A settembre risparmio gestito in rosso, secondo Assoreti


La notizia è di quelle che non lasciano indifferente, nemmeno per chi solitamente guarda più alla raccolta di singoli gruppi. Secondo Assoreti, l'Associazione delle banche e delle imprese di investimento che prestano il servizio di consulenza in materia di investimenti, per la prima volta da inizio 2016 la raccolta netta nel risparmio gestito ha segnato numeri negativi, con uscite pari a 120 milioni di euro. Il dato complessivo per le reti di consulenti finanziari abilitati all’offerta fuori sede è comunque di poco superiore a 1 miliardo di euro. Se le movimentazioni sui prodotti del risparmio gestito vedono, nel complesso, la prevalenza delle uscite per 120 milioni di euro, gli investimenti netti sui prodotti in regime amministrato sono positivi per poco meno di 1,2 miliardi di euro.

Il bilancio mensile della distribuzione diretta di quote di OICR è negativo per 502 milioni di euro: i disinvestimenti coinvolgono sia le gestioni collettive aperte di diritto estero (-481 milioni) sia gli OICR aperti di diritto italiano (-31 milioni). Negativo anche il saldo delle movimentazioni sulle gestioni patrimoniali individuali (-178 milioni), con la prevalenza dei deflussi dalle GPM (-136 milioni). La raccolta netta realizzata sui prodotti assicurativi risulta, invece, positiva per 507 milioni di euro: il 56% dei premi netti versati confluisce sui prodotti a maggiore contenuto finanziario (unit linked 128 milioni; polizze multi-ramo 157 milioni).

Il contributo mensile delle reti al sistema di OICR aperti, attraverso la distribuzione diretta e indiretta di quote, si attesta, pertanto, su un ammontare negativo di 254 milioni di euro, pari al 19,6% delle risorse nette defluite dal sistema fondi (-1,3 miliardi di euro). Da inizio anno l’apporto delle reti è, comunque, positivo per 9,6 miliardi di euro, e compensa i deflussi realizzati complessivamente dagli altri canali distributivi (-1,3 miliardi).

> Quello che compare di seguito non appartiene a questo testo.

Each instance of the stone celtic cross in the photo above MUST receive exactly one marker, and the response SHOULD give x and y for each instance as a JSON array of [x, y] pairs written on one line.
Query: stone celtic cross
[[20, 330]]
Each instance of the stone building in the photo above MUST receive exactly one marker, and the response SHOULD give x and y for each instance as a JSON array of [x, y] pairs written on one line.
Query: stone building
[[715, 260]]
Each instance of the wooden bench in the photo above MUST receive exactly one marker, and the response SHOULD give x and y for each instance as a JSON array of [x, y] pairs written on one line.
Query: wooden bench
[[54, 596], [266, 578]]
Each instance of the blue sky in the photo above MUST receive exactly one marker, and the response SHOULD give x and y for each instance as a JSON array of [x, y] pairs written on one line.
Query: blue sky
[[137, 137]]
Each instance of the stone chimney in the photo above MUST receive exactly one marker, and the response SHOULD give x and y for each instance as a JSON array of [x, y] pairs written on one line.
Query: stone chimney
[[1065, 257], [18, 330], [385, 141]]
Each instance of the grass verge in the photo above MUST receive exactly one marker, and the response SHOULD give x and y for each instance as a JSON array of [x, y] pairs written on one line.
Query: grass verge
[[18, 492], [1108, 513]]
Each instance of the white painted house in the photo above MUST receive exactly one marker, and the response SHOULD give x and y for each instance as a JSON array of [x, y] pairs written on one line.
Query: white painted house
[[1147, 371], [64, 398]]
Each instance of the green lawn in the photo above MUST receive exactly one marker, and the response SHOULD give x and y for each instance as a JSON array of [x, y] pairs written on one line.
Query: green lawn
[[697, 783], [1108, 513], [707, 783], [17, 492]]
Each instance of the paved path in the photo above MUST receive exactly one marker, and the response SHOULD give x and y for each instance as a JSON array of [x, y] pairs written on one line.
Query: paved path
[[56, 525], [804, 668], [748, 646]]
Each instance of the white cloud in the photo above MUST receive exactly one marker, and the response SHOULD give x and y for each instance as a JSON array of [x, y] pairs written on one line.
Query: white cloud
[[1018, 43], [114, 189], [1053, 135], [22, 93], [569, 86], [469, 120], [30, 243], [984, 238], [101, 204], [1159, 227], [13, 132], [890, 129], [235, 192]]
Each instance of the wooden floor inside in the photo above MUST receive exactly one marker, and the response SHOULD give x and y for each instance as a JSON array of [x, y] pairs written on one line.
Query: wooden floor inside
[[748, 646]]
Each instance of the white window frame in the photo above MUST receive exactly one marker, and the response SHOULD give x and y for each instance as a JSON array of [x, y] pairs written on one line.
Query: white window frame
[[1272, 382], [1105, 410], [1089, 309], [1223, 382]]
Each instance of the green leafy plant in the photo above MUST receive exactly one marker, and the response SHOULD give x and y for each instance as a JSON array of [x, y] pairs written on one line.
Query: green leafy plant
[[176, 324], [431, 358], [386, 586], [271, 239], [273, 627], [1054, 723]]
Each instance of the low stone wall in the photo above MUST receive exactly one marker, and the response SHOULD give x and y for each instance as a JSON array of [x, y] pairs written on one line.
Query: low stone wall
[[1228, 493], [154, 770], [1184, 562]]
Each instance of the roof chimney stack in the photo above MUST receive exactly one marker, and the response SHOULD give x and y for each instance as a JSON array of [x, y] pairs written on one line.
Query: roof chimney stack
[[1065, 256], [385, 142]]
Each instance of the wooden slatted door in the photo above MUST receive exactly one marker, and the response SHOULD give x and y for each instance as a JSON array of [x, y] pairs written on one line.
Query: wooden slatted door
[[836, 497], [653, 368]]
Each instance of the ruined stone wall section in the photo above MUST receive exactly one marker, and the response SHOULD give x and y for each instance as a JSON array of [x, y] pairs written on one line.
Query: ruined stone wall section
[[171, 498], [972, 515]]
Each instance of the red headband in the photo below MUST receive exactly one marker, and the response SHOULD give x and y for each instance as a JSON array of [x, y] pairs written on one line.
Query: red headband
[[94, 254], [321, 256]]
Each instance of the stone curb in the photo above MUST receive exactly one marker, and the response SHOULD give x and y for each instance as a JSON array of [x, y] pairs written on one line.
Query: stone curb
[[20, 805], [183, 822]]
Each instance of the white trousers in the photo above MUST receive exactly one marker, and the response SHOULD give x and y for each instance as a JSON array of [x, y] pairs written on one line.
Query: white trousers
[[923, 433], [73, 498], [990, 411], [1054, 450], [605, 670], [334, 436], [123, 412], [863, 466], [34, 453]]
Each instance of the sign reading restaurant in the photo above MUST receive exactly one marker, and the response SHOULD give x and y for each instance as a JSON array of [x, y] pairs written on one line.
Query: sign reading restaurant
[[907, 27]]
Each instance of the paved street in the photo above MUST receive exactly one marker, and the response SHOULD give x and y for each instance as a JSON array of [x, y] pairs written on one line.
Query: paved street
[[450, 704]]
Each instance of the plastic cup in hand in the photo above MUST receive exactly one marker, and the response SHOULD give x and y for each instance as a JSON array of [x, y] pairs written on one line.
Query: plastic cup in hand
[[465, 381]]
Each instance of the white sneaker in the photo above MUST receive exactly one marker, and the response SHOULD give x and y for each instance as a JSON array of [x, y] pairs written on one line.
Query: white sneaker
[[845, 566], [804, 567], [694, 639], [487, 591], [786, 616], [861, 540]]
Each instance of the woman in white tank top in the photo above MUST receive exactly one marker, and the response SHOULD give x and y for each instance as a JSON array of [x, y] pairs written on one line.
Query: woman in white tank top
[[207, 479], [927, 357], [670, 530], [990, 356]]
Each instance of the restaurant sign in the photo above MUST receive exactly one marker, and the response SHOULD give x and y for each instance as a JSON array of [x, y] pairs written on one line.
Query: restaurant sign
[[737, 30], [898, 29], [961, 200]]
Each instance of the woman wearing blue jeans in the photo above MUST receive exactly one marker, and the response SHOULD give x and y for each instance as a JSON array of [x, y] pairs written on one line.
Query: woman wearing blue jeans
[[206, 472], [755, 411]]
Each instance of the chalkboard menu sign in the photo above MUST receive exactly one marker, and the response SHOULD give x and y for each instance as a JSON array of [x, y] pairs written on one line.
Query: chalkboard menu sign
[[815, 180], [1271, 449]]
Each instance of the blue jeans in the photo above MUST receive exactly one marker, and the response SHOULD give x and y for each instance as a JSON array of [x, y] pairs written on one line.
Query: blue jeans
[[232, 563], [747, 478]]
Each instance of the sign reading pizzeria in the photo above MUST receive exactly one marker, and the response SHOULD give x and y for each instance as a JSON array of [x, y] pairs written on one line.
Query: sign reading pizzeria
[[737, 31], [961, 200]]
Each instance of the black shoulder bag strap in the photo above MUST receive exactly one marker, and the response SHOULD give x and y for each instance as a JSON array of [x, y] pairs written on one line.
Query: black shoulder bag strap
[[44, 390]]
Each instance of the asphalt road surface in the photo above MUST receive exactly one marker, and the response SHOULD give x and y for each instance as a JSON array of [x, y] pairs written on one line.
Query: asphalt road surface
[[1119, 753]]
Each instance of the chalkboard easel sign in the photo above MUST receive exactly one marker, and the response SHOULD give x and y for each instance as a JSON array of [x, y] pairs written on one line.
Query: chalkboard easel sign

La raccolta netta sui titoli in regime amministrato è positiva per 276 milioni di euro: i dati, per i quali si dispone della ripartizione, evidenziano la prevalenza degli ordinativi di acquisto sui titoli azionari (54 milioni), sulle obbligazioni (84 milioni), sui certificates (347 milioni) e sugli exchange traded products (44 milioni). Il saldo della liquidità è positivo per 878 milioni di euro.

A fine mese, i clienti primi intestatari dei contratti salgono a 4,176 milioni. Il numero di consulenti finanziari abilitati all’o.f.s., con mandato dalle società rientranti nell’indagine dell’Assoreti, è pari a 22.572 unità; di questi, 22.262 unità risultano effettivamente operative.